ObjectivesPrimary objectives

Determine whether treatment of BL, detected at the third month post-KT, with Grafalon® prevents or reduces the progression of IFTA and the deterioration of graft function compared to conventional clinical follow-up, after two years post-KT.

Secondary objectives 1.

Analyze the incidence of immunologic dysfunction (acute clinical and subclinical rejections) and the histological evolution.

2.

Determine whether anti-rejection therapy of BL can modify klotho expression and levels and the pro-inflammatory cytokines that regulate its expression.

3.

Assess the association between α-klotho, urinary chemokine levels (CXCL9 and CXCL10), and acute clinical and subclinical rejection, as well as with the IFTA lesions.

4.

Detect the generation of donor-specific anti-HLA antibodies (DSA).

5.

Determine the impact of anti-rejection treatment on proteinuria during follow-up.

6.

Record graft and patient survival at the first and second year of follow-up.

7.

Assess the adherence to immunosuppressive therapy and its impact on IFTA lesions and kidney function.

Trial Design

This is a Spanish multicenter, investigator-driven, randomized, open-label, two-arm, clinical trial with a 24-month follow-up in patients with a first deceased donor or living donor KT who have BL at the time of the third-month protocol biopsy. The immunosuppressants in the study arms are those routinely used in clinical practice. This is a phase IV clinical trial under the usual conditions (clinicaltrials.gov: NCT04936282). Patient recruitment time will be 12 months. The minimum follow-up period for patients will be-come 2 years, when a second protocol biopsy will be performed.

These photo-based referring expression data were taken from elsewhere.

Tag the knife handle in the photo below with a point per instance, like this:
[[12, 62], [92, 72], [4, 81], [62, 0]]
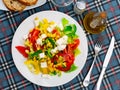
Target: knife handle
[[97, 86]]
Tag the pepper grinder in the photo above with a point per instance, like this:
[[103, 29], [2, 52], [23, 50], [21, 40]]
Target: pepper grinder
[[80, 7]]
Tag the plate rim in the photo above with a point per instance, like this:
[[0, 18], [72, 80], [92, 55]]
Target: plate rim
[[3, 7], [50, 12]]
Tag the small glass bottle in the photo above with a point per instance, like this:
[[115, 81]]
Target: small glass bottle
[[79, 7]]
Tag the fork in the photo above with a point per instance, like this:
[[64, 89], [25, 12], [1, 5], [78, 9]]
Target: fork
[[98, 47]]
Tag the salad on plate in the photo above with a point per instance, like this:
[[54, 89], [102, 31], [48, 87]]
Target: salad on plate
[[50, 48]]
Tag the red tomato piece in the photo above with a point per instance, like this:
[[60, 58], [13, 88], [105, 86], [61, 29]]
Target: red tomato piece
[[33, 36], [55, 31], [22, 50]]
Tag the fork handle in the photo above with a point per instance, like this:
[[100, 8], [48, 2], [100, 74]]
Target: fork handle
[[97, 86], [87, 78]]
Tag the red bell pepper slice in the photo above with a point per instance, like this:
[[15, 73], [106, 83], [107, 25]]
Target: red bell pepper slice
[[55, 31], [75, 44], [22, 50], [33, 36]]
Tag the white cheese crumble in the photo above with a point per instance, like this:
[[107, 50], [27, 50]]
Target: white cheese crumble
[[43, 64], [36, 21], [42, 55]]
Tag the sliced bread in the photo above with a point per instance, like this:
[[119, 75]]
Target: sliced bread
[[14, 5], [28, 2]]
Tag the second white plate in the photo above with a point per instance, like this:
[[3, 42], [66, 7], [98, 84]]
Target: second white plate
[[24, 28], [39, 3]]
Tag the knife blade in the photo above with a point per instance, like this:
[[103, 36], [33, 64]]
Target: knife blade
[[105, 63]]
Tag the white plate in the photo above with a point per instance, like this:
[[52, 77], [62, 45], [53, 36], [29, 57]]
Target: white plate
[[39, 3], [24, 28]]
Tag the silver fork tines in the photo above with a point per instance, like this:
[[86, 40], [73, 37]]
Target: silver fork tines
[[98, 47]]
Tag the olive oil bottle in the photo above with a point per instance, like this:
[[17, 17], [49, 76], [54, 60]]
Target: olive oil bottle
[[95, 22]]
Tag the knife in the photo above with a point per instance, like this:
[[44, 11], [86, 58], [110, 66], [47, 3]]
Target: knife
[[105, 63]]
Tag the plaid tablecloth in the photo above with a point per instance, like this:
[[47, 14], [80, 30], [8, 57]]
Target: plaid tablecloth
[[11, 79]]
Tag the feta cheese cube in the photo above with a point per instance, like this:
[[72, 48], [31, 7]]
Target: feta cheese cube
[[42, 55], [60, 26], [45, 76], [39, 41], [43, 64], [25, 37], [36, 21], [62, 40], [43, 36], [61, 47], [54, 50], [49, 29]]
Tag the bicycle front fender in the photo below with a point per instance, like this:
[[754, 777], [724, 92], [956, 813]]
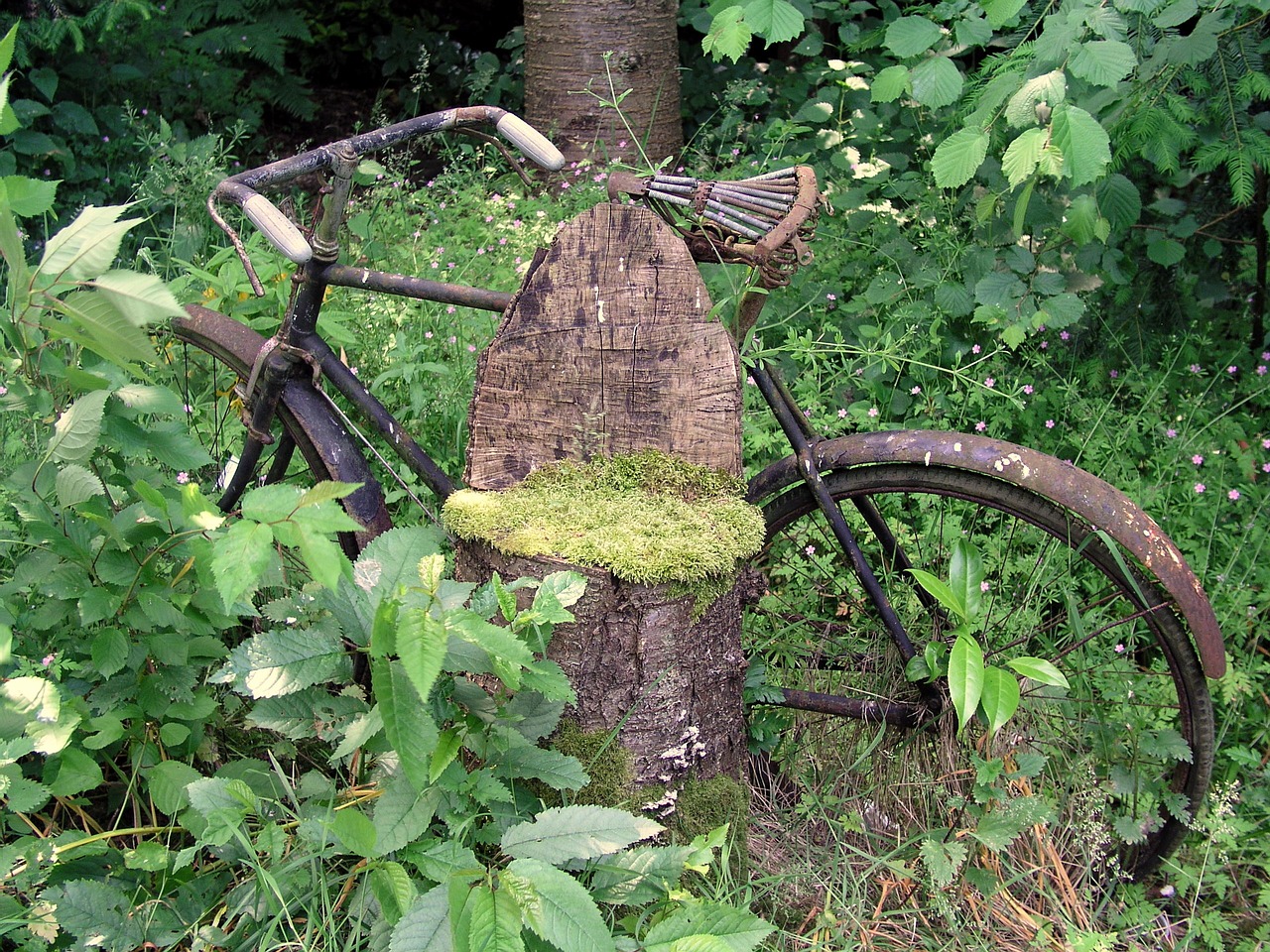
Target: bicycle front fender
[[1100, 504]]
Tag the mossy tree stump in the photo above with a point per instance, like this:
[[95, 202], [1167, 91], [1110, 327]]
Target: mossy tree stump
[[610, 347]]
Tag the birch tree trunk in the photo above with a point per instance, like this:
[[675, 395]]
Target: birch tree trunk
[[566, 45]]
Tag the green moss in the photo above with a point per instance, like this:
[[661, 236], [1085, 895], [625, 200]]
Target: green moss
[[608, 765], [645, 517]]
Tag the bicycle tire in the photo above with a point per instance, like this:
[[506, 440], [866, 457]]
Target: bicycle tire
[[1123, 785], [308, 422]]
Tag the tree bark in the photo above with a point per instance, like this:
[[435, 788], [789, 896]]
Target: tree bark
[[566, 46]]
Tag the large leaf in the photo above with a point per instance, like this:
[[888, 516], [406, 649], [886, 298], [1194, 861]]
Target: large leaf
[[562, 912], [965, 678], [910, 36], [76, 431], [426, 925], [735, 929], [937, 82], [959, 157], [411, 730], [282, 661], [99, 325], [1083, 143], [561, 834], [85, 248], [239, 560], [143, 298], [775, 21], [1103, 62], [1000, 697]]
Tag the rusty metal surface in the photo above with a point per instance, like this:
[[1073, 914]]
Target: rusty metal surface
[[1103, 506]]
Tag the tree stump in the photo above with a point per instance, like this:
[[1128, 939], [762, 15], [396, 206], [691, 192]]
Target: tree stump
[[608, 348]]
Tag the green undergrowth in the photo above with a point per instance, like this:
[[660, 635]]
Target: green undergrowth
[[647, 517]]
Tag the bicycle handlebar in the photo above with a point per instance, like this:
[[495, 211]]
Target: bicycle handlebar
[[281, 232]]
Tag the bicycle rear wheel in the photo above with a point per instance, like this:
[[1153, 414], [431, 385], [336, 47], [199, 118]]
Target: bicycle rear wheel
[[212, 354], [1119, 761]]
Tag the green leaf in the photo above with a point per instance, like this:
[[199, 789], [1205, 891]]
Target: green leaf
[[943, 860], [426, 925], [76, 484], [403, 814], [421, 644], [1000, 13], [72, 772], [735, 929], [99, 325], [965, 579], [407, 722], [354, 830], [1103, 62], [1023, 155], [1048, 89], [239, 558], [889, 84], [729, 35], [282, 661], [493, 920], [167, 782], [561, 834], [76, 431], [965, 678], [86, 248], [937, 82], [28, 197], [1000, 697], [1165, 252], [910, 36], [940, 592], [775, 21], [563, 911], [1083, 143], [1039, 670], [959, 157], [109, 652]]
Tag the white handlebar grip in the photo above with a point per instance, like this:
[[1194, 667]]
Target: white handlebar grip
[[282, 234], [530, 141]]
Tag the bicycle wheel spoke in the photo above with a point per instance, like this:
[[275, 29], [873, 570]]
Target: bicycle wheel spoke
[[1127, 746]]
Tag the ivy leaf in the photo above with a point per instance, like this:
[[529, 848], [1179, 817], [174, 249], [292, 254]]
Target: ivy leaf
[[562, 910], [561, 834], [965, 678], [76, 431], [937, 82], [910, 36], [959, 157], [1083, 143], [1103, 62], [1000, 697], [426, 925]]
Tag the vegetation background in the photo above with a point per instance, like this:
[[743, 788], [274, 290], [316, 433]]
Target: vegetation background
[[1049, 226]]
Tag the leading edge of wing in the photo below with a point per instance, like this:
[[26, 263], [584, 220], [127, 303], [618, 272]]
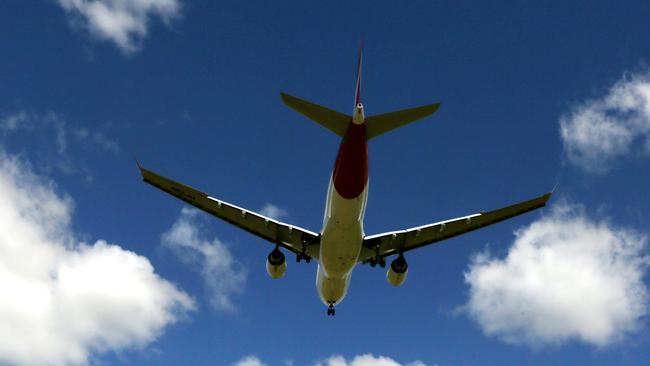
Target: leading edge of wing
[[394, 242], [293, 238]]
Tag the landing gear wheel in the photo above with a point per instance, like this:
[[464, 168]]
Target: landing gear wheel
[[330, 310]]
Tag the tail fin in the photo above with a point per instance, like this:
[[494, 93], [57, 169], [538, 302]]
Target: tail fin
[[357, 89], [382, 123], [332, 120]]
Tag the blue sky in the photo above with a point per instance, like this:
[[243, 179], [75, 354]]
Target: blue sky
[[533, 94]]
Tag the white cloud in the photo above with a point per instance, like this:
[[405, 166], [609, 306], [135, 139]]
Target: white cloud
[[249, 361], [124, 22], [14, 121], [599, 131], [365, 360], [222, 274], [64, 301], [337, 360], [566, 277], [56, 139], [273, 211]]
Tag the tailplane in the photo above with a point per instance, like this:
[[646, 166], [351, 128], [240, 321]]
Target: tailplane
[[338, 122], [382, 123], [334, 121]]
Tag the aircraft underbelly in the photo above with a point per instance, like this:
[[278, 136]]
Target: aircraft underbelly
[[340, 247]]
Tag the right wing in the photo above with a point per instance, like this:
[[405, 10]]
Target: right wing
[[379, 246], [293, 238]]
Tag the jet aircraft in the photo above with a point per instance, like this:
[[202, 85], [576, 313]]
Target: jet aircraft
[[341, 244]]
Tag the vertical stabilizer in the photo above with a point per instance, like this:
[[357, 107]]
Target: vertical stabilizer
[[357, 91]]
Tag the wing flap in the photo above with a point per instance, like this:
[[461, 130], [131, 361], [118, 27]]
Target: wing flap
[[386, 244], [295, 239]]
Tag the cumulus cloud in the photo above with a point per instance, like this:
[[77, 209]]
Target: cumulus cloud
[[365, 360], [566, 277], [13, 121], [123, 22], [273, 211], [249, 361], [615, 125], [222, 274], [64, 301], [337, 360], [57, 140]]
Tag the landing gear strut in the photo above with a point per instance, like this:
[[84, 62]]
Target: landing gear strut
[[301, 256], [330, 310], [376, 261]]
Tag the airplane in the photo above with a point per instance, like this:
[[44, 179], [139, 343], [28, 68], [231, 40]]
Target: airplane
[[342, 244]]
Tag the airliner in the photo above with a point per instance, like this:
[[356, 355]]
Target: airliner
[[342, 243]]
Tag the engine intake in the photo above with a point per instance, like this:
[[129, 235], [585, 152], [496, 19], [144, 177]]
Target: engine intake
[[396, 274], [276, 264]]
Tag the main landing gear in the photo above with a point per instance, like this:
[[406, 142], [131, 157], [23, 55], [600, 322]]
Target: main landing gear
[[301, 256], [330, 310]]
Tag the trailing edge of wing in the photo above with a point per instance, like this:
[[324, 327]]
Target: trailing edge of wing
[[332, 120], [386, 244], [293, 238], [382, 123]]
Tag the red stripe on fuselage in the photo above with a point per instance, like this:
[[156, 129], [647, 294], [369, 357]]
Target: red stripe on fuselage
[[351, 167]]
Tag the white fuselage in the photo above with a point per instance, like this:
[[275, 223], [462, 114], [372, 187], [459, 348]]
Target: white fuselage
[[340, 244], [342, 234]]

Eligibility Criteria and ExclusionsInclusion criteria a)

Patients of either sex, older than 18 years, with low immunological risk (PRA < 20% and absence of DSA), who receive their first deceased donor or living donor KT.

b)

Presence of BL, excluding isolated inflammation (t0, i > 0) and isolated tubulitis (t > 0, i0)

c)

Patients receiving tacrolimus in combination with mycophenolic acid (MPA) and steroids.

d)

Absence of clinical or subclinical and histological inflammation-related allograft dysfunction before randomization

e)

Absence of de novo DSA anti-HLA antibodies at the time of randomization.

f)

Provision of written informed consent (obtained by the attending physician).

g)

Acceptance of efficient contraception in women.

Exclusion criteria a)

Recipients of a multi-organ transplant.

b)

Re-transplants

c)

Patients with biopsy-proven acute rejection or no histological inflammation.

d)

Cold ischemia time > 30 hours.

e)

Serum creatinine >2 mg/dl or proteinuria >1 g/day at randomization.

f)

Presence of significant thrombopenia (<100,000/mm3) or leukopenia (<3000 mm/3) at randomization.

g)

Previous episode of clinical or subclinical rejection (≥IA) before randomization.

h)

Presence of BL before randomization

i)

CMV infection or disease in the first three months after transplantation

j)

BK-polyomavirus nephropathy at randomization.

k)

Recurrent or de novo glomerulonephritis.

l)

Treatment with immunosuppressive drugs other than those in this clinical trial.

m)

Patients who are positive for the human immunodeficiency virus or with severe systemic infection, who, in the opinion of the investigator, require continued therapy.

n)

Previous (within the last 5 years) or present malignancy, except excised basal or squamous cell carcinoma

o)

Pregnant or lactating women.

Subject withdrawal criteria

If the study is interrupted for any reason, the patient will be considered to have discontinued treatment prematurely and will only be included in the “intention to treat” (ITT) analysis and will be eliminated from the “per protocol” (PP) analysis.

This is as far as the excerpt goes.